Visualizing Databricks dashboards in Tableau

In this article I will describe the steps to set up a notebook that exports a Databricks dashboard as an HTML file and uploads it to an S3 bucket configured for static website hosting. In Tableau, we will create a dashboard that will embed the URL where the file is located.

databricks-tableau-cropped.png

Notebooks and Data Visualization Tools

Notebooks and data visualization tools are important components of an enterprise data framework. Notebooks are mainly used by data scientists for exploratory data analysis, statistical modeling and machine learning. Specialized data visualization tools such as Tableau focus on providing users with a platform to quickly build interactive reports and dashboards with almost no technical background.

In general, when there are new questions raised by business users which require data exploration and fast feedback, notebooks are very helpful because of their flexibility and speed to try out different paths and provide insights quickly. Even though notebooks could be exported in a friendly format and shared, many users prefer to use their enterprise standard visualization tool as an entry point to all reports and dashboards.

There are also cases where specialized visualization tools do not have the capability to build advanced customized graphs. In my particular situation, I needed to build an interactive network graph with nodes and edges that were constantly being updated. After some research I found that I could use a Javascript library called D3.js which have powerful visualization capabilities. In addition, Databricks allows to embed D3.js visualizations in its notebooks, so one can integrate it with the rest of the data pipeline.

There are two steps in the process: first to build the Databricks dashboard that will contain the different graphs, and then to export this so that it can be accessed from Tableau. Even though the first step of generating the network graph with D3.js is really fun, in this article I will focus on the second step.

Running the notebook

First we need to run the notebook that have the visualizations for the dashboard we want to use. We will use the run_id of the executed notebook to export the dashboard.

When this notebook runs, it will store the run_id in a global temporary table. This is done by including the following snippet:

The run_id is then extracted from the previously created view, along with the name of the notebook. A new global temporary view will be created with the name: run_id_notebook-name

Exporting the Databricks notebook

In a separate notebook (let’s call it network_graph_export), we will run the notebook and get the run_id after it is executed.

We define a method that will use the previously obtained run_id and the Databricks REST API to export the Dashboard in JSON format.

The ACCOUNT in the DOMAIN variables should be replaced by your own Databricks account name. The API requires a token for authentication. This personal token can be generated in the Databricks UI or via the REST API.

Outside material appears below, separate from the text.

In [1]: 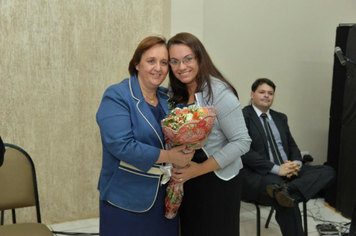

The token is stored in what is called a Databricks secret. This utility can store any sort of credentials outside notebooks so that they can be retrieved when needed.

Uploading the exported file to an S3 bucket

To be able to upload the files to the S3 bucket that is configured to host static webpages, we first retrieve the access and secret keys using Databricks secrets utility. The upload_to_s3 method takes the file name and actual content as parameters and creates a new file in the DBFS file store. Then, this file is uploaded to the previously defined S3 bucket.

Running the export and upload

The JSON response that we get from the export_notebook method includes all views (dashboards) related to the notebook that we executed. There, we can choose to upload to S3 as many dashboards as we need (stored in the dashboards dictionary) but in this example I’m only choosing to upload one.

Embedding the Databricks dashboard in Tableau

Finally, now that the dashboard is uploaded to S3 as an HTML static file, we will use the corresponding URL to visualize it in a Tableau dashboard. To do this, we just have to create a new dashboard and drag the Web Page object to the canvas. This will open a dialog box where you need to type the URL of the HTML file located in the S3 web hosting.

tableau-snapshot-embed-url.png

And that’s it!

Now, the Tableau dashboard will point to the URL where the exported Databricks notebook is located. If this needs to be updated frequently, you can set up a job that recreates the file from the Databricks notebook and replace the previous file in the S3 bucket with the new one.

Written on September 16, 2020